No sé hasta dónde vamos a seguir simplificando la música, la literatura, los videojuegos o el cine para que un grupo considerable de gente, cada vez más básica, siga consumiendo sin pestañear. Lo que sé con certeza es que, como en cualquier monopolio, la ley de la oferta y la demanda se controla y cada vez cuesta más encontrar un producto “cultural” que no responda a esa simpleza que tiende hacia la nada. La tecnología, que tanto nos ha ayudado a evolucionar y crecer, está siendo también engullida por esta tendencia, y no pasa un día sin que surja un nuevo programa, una nueva herramienta, cuya única finalidad es facilitarte una meta complaciente. Cada vez hay más aplicaciones que no buscan que aprendas algo, que mejores en algo, sino entregarte un producto final terminado, que no requiere esfuerzo ni atención porque se trata de un producto vacío.

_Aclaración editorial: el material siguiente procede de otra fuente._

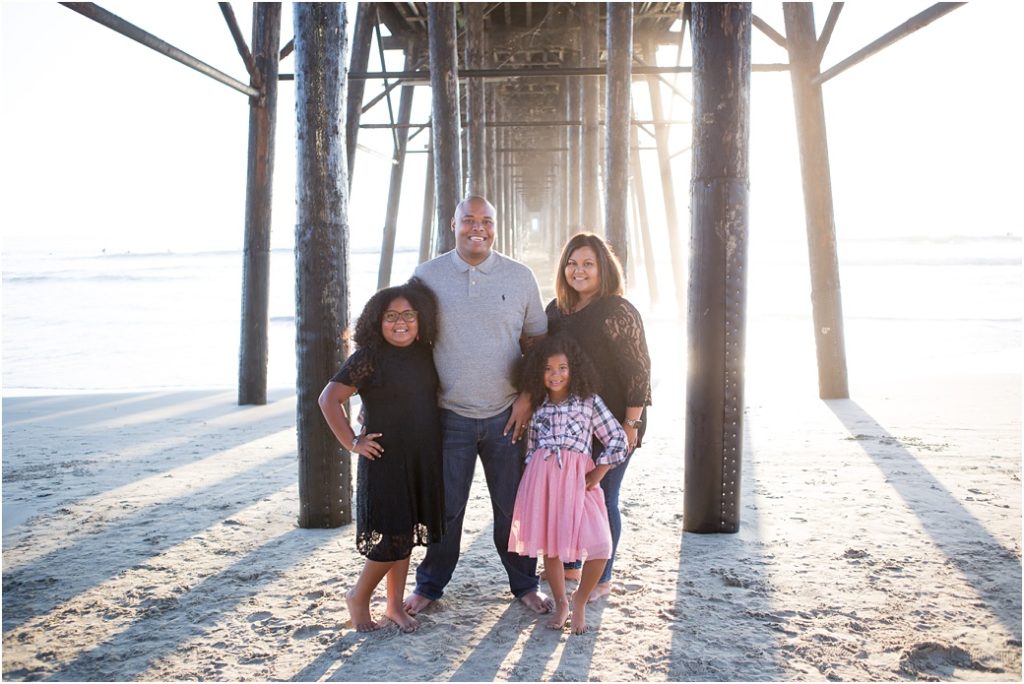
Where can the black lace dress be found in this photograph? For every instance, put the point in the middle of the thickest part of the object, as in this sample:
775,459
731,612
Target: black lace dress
610,332
399,500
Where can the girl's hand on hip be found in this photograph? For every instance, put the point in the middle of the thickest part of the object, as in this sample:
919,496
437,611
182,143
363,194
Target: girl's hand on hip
632,435
368,446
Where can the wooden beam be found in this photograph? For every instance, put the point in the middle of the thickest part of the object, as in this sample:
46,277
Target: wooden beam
913,24
444,108
321,256
719,217
254,344
619,22
826,298
115,23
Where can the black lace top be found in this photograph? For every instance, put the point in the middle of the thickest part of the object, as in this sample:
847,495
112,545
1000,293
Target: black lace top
610,331
400,496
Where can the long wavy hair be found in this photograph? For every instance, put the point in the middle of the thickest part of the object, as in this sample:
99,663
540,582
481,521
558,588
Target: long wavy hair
368,327
583,378
608,267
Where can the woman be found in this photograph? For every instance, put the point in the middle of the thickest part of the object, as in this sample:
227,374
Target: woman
590,307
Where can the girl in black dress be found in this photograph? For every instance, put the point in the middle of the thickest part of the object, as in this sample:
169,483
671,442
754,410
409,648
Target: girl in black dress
400,492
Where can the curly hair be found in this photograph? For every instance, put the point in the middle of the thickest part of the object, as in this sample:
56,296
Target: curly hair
608,266
584,380
368,327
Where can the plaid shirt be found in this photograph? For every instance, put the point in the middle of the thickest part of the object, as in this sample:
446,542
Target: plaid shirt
571,424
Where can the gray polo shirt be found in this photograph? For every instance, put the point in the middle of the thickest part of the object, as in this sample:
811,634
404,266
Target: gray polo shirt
483,310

Es cierto que cada vez hay más personas incapaces de permanecer dos minutos prestando atención durante una conversación, una canción, un diálogo cinematográfico o una puesta de sol. Pero hay algo todavía más inquietante: cada vez hay más personas que no pueden estar más de un minuto sin pasar de un estímulo a otro. No retienen ni aprenden nada, no escuchan ni memorizan lo más relevante (¿qué puede ser relevante sin el filtro de la atención? Sin un análisis mínimamente complejo, cualquier información es igual de importante o desechable que otra), pero reclaman más y más estímulos nuevos. Y esos estímulos, cada vez más simples, más rentables, se siguen fabricando y vendiendo sin tregua. Un mundo monopolizado, diseñado a medida, a imagen y semejanza de sonámbulos, es un mundo vacío. Con luces de neón por fuera, pero sin palabras por dentro. Un oh soporífero, encerrado entre dos notas, en un bucle infinito.